Norton halted with difficulty in front of the hut. The rain had pasted the widely spaced strands of his brown hair to his skull in an odd pattern of stripes. His eyes had the fixed, glossy look of fanaticism--or perhaps it was just astigmatism. He gasped for breath and staggered into the hut, standing in the open doorway and shaking himself like a wet puppy. Obviously he had run all the way from the main building of the Station, three hundred yards away. That was a long dash in this rain, and a dangerous one; the rock shield was slippery.
"Why are you standing around out there in the rain?" Norton asked.
"To get wet," Barrett said simply. He stepped into the hut and looked down at Norton. "What's the news?"
"The Hammer's glowing. We're going to get some company pretty soon."
"How do you know it's going to be a live shipment?"
"The Hammer's been glowing for fifteen minutes.
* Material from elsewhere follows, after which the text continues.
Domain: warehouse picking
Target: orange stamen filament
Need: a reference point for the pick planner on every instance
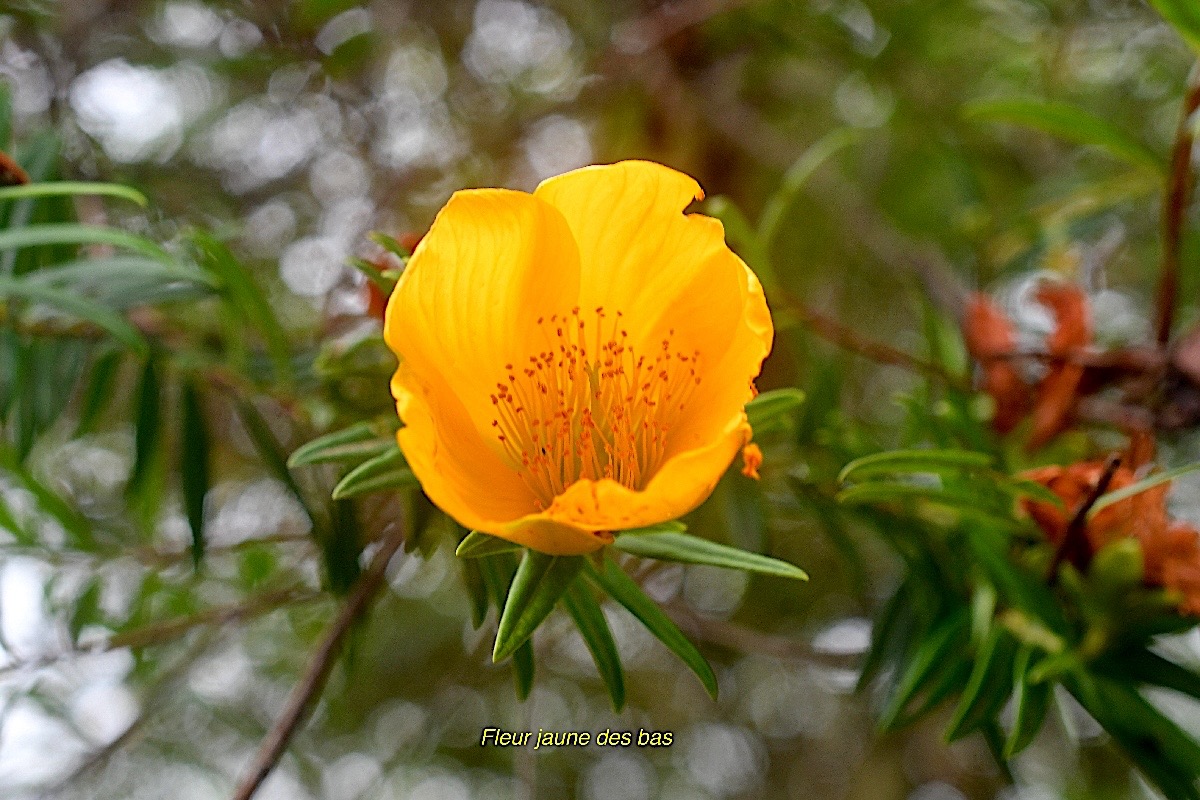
(571, 413)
That means they're taking precautions with what they're shipping. Obviously they're sending us a new prisoner. Anyway, no supplies shipment is due right now."
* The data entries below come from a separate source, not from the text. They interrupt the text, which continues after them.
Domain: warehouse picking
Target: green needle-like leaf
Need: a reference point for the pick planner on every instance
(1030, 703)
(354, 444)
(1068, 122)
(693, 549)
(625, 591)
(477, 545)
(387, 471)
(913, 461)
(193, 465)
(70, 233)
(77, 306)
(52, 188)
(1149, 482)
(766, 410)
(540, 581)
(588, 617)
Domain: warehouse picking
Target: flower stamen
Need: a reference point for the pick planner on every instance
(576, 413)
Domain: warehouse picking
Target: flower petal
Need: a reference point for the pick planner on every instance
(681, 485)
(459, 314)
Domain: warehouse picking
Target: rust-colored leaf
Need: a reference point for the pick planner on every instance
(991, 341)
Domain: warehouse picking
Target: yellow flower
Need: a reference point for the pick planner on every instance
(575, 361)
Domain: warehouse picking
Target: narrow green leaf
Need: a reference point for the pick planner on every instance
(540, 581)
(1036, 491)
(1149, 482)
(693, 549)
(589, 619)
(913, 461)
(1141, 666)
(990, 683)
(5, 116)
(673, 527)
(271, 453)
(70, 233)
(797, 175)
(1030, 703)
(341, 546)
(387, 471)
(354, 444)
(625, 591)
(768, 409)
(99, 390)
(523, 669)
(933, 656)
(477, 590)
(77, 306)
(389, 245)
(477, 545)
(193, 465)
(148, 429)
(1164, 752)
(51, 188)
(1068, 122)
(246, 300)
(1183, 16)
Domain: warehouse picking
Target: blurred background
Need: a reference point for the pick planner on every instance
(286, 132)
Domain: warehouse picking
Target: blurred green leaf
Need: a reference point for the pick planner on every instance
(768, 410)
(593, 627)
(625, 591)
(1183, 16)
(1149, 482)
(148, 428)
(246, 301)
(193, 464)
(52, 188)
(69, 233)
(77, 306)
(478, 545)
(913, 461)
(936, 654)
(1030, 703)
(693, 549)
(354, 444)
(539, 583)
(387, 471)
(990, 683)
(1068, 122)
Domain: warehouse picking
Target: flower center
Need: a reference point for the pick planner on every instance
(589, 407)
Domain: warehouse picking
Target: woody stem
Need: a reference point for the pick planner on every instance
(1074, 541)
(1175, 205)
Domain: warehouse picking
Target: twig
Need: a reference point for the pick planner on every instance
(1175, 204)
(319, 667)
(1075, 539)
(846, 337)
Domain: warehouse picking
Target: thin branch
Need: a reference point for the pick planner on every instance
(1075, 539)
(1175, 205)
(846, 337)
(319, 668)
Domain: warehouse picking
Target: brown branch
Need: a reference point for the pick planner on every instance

Barrett nodded. "Okay. I'll come over and see what's up. If we get a new man, we'll bunk him in with Latimer, I guess."
Norton managed a rasping laugh. "Maybe he's a materialist. If he is, Latimer will drive him crazy with all that mystic nonsense of his. We could put him with Altman instead."
"And he'll be raped in half an hour."
"Altman's off that kick now, didn't you hear?" said Norton. "He's trying to create a real woman, instead of looking for second-rate substitutes."
"Maybe our new man doesn't have any ribs to spare."
"Very funny, Jim." Norton did not look amused. There was sudden new intensity in his glittering little eyes. "Do you know what I want the new man to be?" he asked hoarsely. "A conservative, that's what. A black-souled reactionary straight out of Adam Smith. God, that's what I want those bastards to send us!"
"Wouldn't you be just as happy with a fellow Bolshevik, Charley?"
"This place is full of Bolsheviks," said Norton. "We've got them in all shades from pale pink to flagrant scarlet. Don't you think I'm sick of them? Sitting around all day fishing for trilobites and discussing the relative merits of Kerensky and Malenkov? I need somebody to talk to, Jim. Somebody I can really fight with."
"All right," Barrett said, slipping into his rain gear. "I'll see what I can do about hocusing a debating partner out of the Hammer for you. Maybe a rip-roaring Objectivist, okay?" Barrett laughed. Then he said quietly, "You know something, Charley, maybe there's been a revolution Up Front since we got out last news from there. Maybe the left is in and the right is out, now, and they'll start shipping us nothing but reactionaries. How would you like that? Say, fifty or a hundred storm troopers coming here for a start, Charley? You'd have plenty of material for your economics debates. And the place will go on filling up with them as the heads roll Up Front, more and more of them shipped back here, until we're outnumbered, and then maybe the newcomers will decide to have a putsch and get rid of all the stinking leftists that were sent here by the old regime, and--"
Barrett stopped. Norton was staring at him in blank amazement, his faded eyes wide, his hand compulsively smoothing his thinning hair to hide his distress and embarrassment.
Barrett realized that he had just committed one of the most heinous crimes possible at Hawksbill Station: he had started to run off at the mouth. There hadn't been any call for his little outburst just now. What made it all the more troublesome was the fact that he was the one who had permitted himself such a luxury. He was supposed to be the strong man of this place, the stabilizer, the man of absolute integrity and principle and sanity on whom the others could lean when they felt themselves losing control. And suddenly he had lost control. It was a bad sign. His dead foot was throbbing again; possibly that was the reason.
In a tight voice Barrett said, "Let's go. Maybe the new man is here already."